I am deeply heartened to hear of NTUC’s progressive wage concept to raise the incomes of low wage workers. NTUC’s approach is balanced and appropriately flexible.
Productivity increases don’t always translate to wage increases through the free market system. Also, as we have seen stimulating productivity growth through re-training and redesigning of jobs alone can be rather slow as economists such as Prof. Lim Chong Yah have argued. Hence this calls for a more interventionist approach to raise the wages of low income workers.
Setting “moderate” targets, with assistance offered by NTUC, increases the impetus for companies to adopt more productive approaches and also enables them to financially cope with the increased expenditure. This balanced and flexible approach is win-win proposition for both businesses as well as employees. Unlike, the “shock therapy”, there is less pressure on the companies and lesser risk of them falling out due to the high and rigid wages targets.
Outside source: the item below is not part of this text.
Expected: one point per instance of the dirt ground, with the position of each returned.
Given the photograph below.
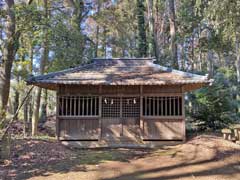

While I do sincerely believe that low-wage earners have been underpaid and deserve a higher pay for the effort they put in, I do believe our national conversation on wages for low income earners can be greatly enhanced if we do an in-depth study of how the welfare of these workers and their families changes upon wage increases. From my own experiences volunteering at one-room flats, I find low income is just one reason why some families fail to get out of the poverty cycle. A fair number of households, lose substantial income through vices such as gambling and deleterious as well as financially costly habits such as smoking.
Having such a study, conducted by perhaps the Institute of Policy Studies or NTUC itself, would enable to ascertain our assumption that increased wages lead to increased welfare. In turn, we would be able to hold a more informed conversation about this topic and perhaps even alter what form these wage increases are passed to workers to ensure a stronger link between wage increases and the improvement of their welfare, which is our ultimate goal.
*An edited version of this piece appeared on ST's Online Forum on the 28-06-2012.